The remarks may cause consternation in Kyiv, which unlike Nazi Germany has a functioning government.
Russia has already rejected an American-backed proposal for a 30-day unconditional ceasefire and appears to be dragging its feet on a more limited truce in the Black Sea agreed last month.
It comes as Ukraine’s allies pledged a record 21 billion euros (£18.2 billion) of military aid for the country, with the UK Defence Secretary warning that 2025 was “the critical year” for the war.
The support announced on Friday includes a £450 million package from Britain and Norway to fund radar systems, anti-tank mines, vehicle repairs and hundreds of thousands of drones for Kyiv.
US envoy Steve Witkoff travelled to Russia again on Friday to press the Kremlin to accept a truce but in Brussels there appeared to be little confidence that a pause in hostilities would come.
German defence minister Boris Pistorius, who earlier in the day chaired a meeting of the Ukraine Defence Contact Group (UDCG) alongside John Healey, said “ongoing aggression” from Russia meant “we must concede peace in Ukraine appears to be out of reach in the immediate future”.
US President Donald Trump also expressed frustration with Moscow over the state of the talks, writing on social media on Friday: “Russia has to get moving. Too many people ere (sic) DYING, thousands a week, in a terrible and senseless war – A war that should have never happened, and wouldn’t have happened, if I were President!!!”
Addressing a joint press conference after the meeting, Mr Healey said: “This UDCG could not meet at a more important time, because 2025 is the critical year for this war in Ukraine, and now is the critical moment in that war.”

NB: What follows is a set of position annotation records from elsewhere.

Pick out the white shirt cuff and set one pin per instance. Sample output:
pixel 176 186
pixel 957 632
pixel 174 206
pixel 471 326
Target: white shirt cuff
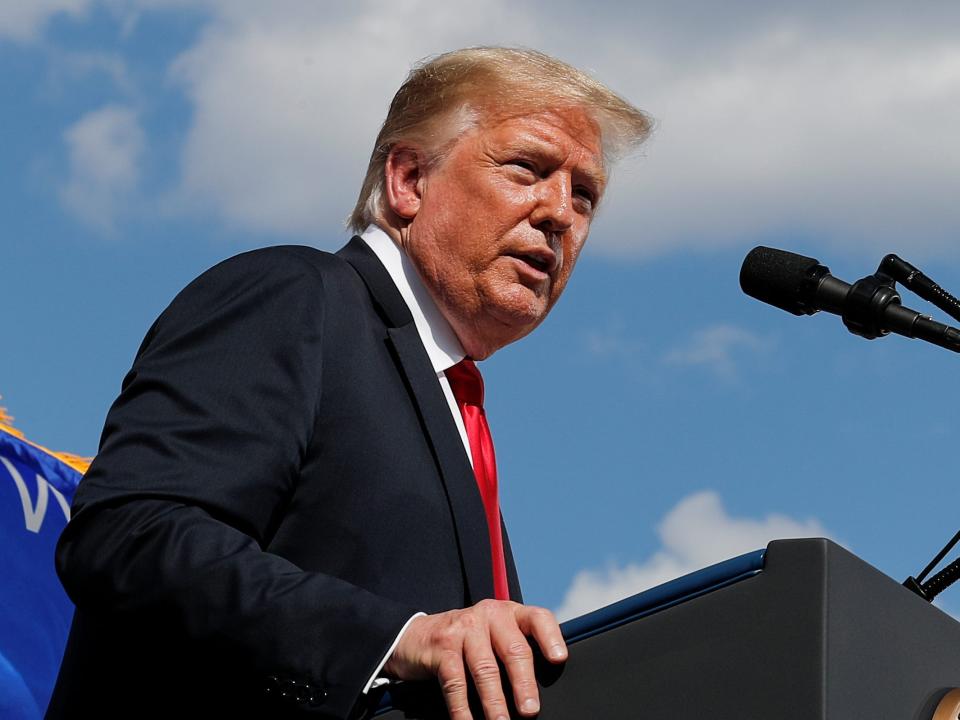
pixel 375 681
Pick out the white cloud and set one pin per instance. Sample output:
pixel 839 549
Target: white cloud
pixel 829 121
pixel 696 533
pixel 714 348
pixel 105 147
pixel 287 102
pixel 23 20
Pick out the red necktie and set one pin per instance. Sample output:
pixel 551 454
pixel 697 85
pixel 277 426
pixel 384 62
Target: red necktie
pixel 467 386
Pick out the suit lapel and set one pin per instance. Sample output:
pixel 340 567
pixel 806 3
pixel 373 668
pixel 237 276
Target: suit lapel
pixel 461 488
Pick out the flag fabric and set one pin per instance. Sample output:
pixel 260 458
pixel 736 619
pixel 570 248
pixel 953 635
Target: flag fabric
pixel 36 489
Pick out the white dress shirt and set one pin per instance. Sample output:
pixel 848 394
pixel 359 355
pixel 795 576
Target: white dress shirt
pixel 442 346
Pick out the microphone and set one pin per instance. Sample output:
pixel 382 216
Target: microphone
pixel 870 307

Opening the meeting, he urged allies to “step up our support for Ukraine in the fight”, adding: “Our job as defence ministers is to get urgent military aid into the hands of Ukrainian warfighters.”

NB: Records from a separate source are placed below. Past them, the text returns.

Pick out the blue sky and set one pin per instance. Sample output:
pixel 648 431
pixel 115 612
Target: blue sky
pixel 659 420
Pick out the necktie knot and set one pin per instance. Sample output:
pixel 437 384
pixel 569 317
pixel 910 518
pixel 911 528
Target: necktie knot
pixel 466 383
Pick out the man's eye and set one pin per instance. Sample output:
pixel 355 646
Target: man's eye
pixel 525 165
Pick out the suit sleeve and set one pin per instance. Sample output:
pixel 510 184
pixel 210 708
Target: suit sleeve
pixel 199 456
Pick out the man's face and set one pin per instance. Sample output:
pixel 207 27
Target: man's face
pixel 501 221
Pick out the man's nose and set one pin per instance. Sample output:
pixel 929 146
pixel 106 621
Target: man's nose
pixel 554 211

Mr Healey also appeared to hit back at a suggestion made by the EU’s top foreign affairs diplomat that plans for a European peacekeeping force to help Kyiv were still unclear.
Kaja Kallas had told BBC Radio 4’s Today programme: “If we have such boots on the ground, so what is the goal? Are they monitoring, are they deterring, are they keeping the peace, are they fighting? I mean, what could be the goal? And that’s not really clear.”
“Our planning is indeed, for the ‘coalition of the willing’, real, substantial, well advanced – the European Union is not part of that planning,” the Defence Secretary told reporters.
The UDCG meeting comes the day after Mr Healey chaired a separate gathering of defence ministers from the “coalition of the willing” to discuss plans for a peacekeeping force to be deployed to Ukraine in the event of a ceasefire.
Friday’s meeting was the 27th gathering of the UDCG and the second to be chaired by Mr Healey, bringing together defence ministers from 50 nations.
Previous meetings of the UDCG have been chaired by the US defence secretary but in a sign of America’s disengagement from European security Mr Healey has taken over the duty since Mr Trump became president in January.
However, US defence secretary Pete Hegseth attended Friday’s meeting virtually, as did Ukrainian president Volodymyr Zelensky.
Mr Pistorius insisted that Mr Hegseth’s decision to attend the meeting virtually was “not a matter of priorities” but of “schedules”, adding the “most important fact was that he took part”.